Rubén Darío
Que el doctor Z es ilustre, elocuente, conquistador; que su voz es profunda
y vibrante al mismo tiempo, y su gesto avasallador y misterioso, sobre todo después
de la publicación de su obra sobre La plástica de ensueño, quizás podríais
negármelo o aceptármelo con restricción; pero que su calva es única, insigne, hermosa,
solemne, lírica si gustáis, ¡oh, eso nunca, estoy seguro! ¿Cómo negaríais la luz
del sol, el aroma de las rosas y las propiedades narcóticas de ciertos versos? Pues
bien; esta noche pasada poco después de que saludamos el toque de las doce con una
salva de doce taponazos del más legítimo Roederer, en el precioso comedor rococó
de ese sibarita de judío que se llama Lowensteinger, la calva del doctor alzaba
aureolada de orgullo, su bruñido orbe de marfil, sobre el cual, por un capricho
de la luz, se veían sobre el cristal de un espejo las llamas de dos bujías que formaban,
no sé cómo, algo así como los cuernos luminosos de Moisés. El doctor enderezaba
hacia mí sus grandes gestos y sus sabias palabras. Yo había soltado de mis labios,
casi siempre silenciosos, una frase banal cualquiera. Por ejemplo, esta:
–¡Oh, si el tiempo pudiera detenerse!
La mirada que el doctor me dirigió y la clase de sonrisa
que decoró su boca después de oír mi exclamación, confieso que hubiera turbado a
cualquiera.
–Caballero –me dijo saboreando el champaña–; si yo no
estuviese completamente desilusionado de la juventud; si no supiese que todos los
que hoy empezáis a vivir estáis ya muertos, es decir, muertos del alma, sin fe,
sin entusiasmo, sin ideales, canosos por dentro; que no sois sino máscaras de vida,
nada más… sí, si no supiese eso, si viese en vos algo más que un hombre de fin de
siglo, os diría que esa frase que acabáis de pronunciar: “¡Oh, si el tiempo pudiera
detenerse!”, tiene en mí la respuesta más satisfactoria.
–¡Doctor!
–Sí, os repito que vuestro escepticismo me impide hablar,
como hubiera hecho en otra ocasión.
–Creo –contesté con voz firme y serena– en Dios y su
Iglesia. Creo en los milagros. Creo en lo sobrenatural.

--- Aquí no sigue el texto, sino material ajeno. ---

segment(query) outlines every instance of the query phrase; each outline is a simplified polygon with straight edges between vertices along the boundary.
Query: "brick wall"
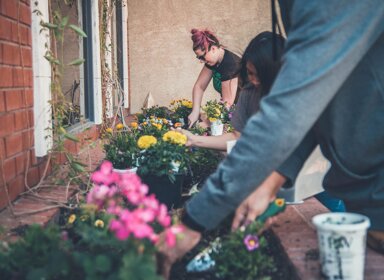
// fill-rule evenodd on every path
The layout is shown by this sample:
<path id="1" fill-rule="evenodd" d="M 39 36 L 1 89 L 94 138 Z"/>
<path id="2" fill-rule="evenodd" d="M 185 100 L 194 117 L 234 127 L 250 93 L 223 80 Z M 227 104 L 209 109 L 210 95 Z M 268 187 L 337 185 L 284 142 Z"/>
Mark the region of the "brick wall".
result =
<path id="1" fill-rule="evenodd" d="M 30 1 L 0 0 L 0 209 L 39 180 L 33 149 Z"/>

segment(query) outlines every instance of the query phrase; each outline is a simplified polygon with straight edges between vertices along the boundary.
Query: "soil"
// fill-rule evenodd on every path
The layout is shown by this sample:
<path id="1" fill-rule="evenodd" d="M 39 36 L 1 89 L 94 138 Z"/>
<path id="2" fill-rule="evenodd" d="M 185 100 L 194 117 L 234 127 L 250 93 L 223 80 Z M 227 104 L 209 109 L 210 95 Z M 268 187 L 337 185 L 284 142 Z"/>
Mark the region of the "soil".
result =
<path id="1" fill-rule="evenodd" d="M 265 238 L 268 241 L 268 252 L 273 257 L 275 262 L 275 271 L 271 271 L 268 275 L 271 280 L 296 280 L 294 269 L 281 247 L 280 242 L 271 231 L 264 233 Z M 208 237 L 209 239 L 209 237 Z M 205 248 L 209 244 L 207 238 L 203 239 L 190 253 L 188 253 L 183 259 L 174 264 L 171 271 L 171 280 L 222 280 L 215 276 L 214 270 L 204 273 L 187 273 L 185 267 L 188 262 L 199 253 L 202 248 Z M 241 280 L 241 279 L 229 279 L 229 280 Z"/>

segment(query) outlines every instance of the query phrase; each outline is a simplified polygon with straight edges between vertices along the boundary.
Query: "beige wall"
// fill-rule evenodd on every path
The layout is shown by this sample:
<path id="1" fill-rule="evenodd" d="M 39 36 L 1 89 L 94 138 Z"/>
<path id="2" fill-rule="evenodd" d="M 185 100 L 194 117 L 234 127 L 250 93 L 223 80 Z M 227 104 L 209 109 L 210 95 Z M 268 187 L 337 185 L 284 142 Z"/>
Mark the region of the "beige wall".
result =
<path id="1" fill-rule="evenodd" d="M 203 66 L 192 51 L 190 30 L 214 31 L 222 44 L 241 54 L 259 32 L 271 29 L 269 0 L 129 0 L 128 44 L 131 113 L 151 92 L 158 105 L 191 99 Z M 217 98 L 207 89 L 203 103 Z"/>

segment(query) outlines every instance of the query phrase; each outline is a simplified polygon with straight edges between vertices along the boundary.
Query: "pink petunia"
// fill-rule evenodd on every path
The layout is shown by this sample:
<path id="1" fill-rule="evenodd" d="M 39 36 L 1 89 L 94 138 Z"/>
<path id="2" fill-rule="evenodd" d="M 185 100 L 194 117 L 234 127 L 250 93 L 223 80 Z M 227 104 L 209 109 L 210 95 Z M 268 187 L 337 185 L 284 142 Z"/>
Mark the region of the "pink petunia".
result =
<path id="1" fill-rule="evenodd" d="M 259 237 L 257 235 L 248 234 L 244 238 L 244 244 L 248 251 L 253 251 L 259 248 Z"/>

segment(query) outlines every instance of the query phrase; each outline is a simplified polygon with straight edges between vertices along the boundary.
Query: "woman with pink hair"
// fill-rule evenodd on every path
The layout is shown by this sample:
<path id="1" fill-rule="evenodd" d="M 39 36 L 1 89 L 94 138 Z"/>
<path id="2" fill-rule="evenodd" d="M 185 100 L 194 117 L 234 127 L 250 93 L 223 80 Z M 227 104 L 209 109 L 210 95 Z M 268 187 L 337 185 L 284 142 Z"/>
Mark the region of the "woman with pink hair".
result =
<path id="1" fill-rule="evenodd" d="M 240 57 L 225 49 L 211 31 L 192 29 L 191 34 L 193 51 L 204 66 L 192 90 L 193 109 L 188 116 L 189 127 L 199 119 L 203 94 L 211 79 L 222 101 L 228 106 L 235 102 L 240 72 Z"/>

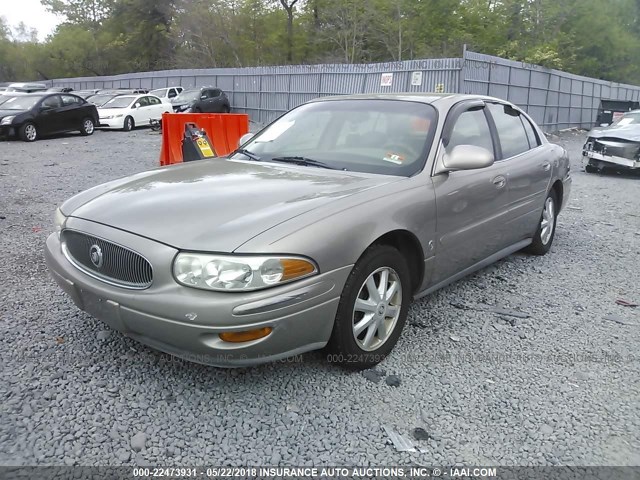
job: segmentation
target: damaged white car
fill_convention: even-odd
[[[587,173],[605,168],[640,171],[640,110],[625,113],[608,127],[591,130],[582,157]]]

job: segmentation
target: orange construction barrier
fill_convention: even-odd
[[[216,156],[238,148],[238,140],[249,131],[249,115],[239,113],[163,113],[160,165],[182,162],[184,126],[195,123],[207,132]]]

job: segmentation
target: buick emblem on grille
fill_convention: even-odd
[[[104,258],[102,257],[102,249],[98,245],[91,245],[91,248],[89,249],[89,258],[91,258],[91,263],[93,263],[96,268],[102,267]]]

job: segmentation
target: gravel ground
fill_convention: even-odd
[[[615,303],[640,303],[640,179],[584,173],[584,133],[555,140],[574,181],[550,254],[414,303],[359,373],[191,364],[79,311],[43,259],[54,209],[156,166],[160,136],[0,142],[0,464],[640,465],[640,308]]]

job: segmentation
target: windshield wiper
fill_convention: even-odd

–En ese caso, voy a contaros algo que os hará sonreír.
Mi narración espero que os hará pensar.
En el comedor habíamos quedado cuatro convidados, a
más de Minna, la hija del dueño de casa; el periodista Riquet, el abate Pureau,
recién enviado por Hirch, el doctor y yo. A lo lejos oíamos en la alegría de los
salones de palabrería usual de la hora primera del año nuevo: Happy new year!
Happy new year! ¡Feliz año nuevo!
El doctor continuó:
–¿Quién es el sabio que se atreve a decir esto es así?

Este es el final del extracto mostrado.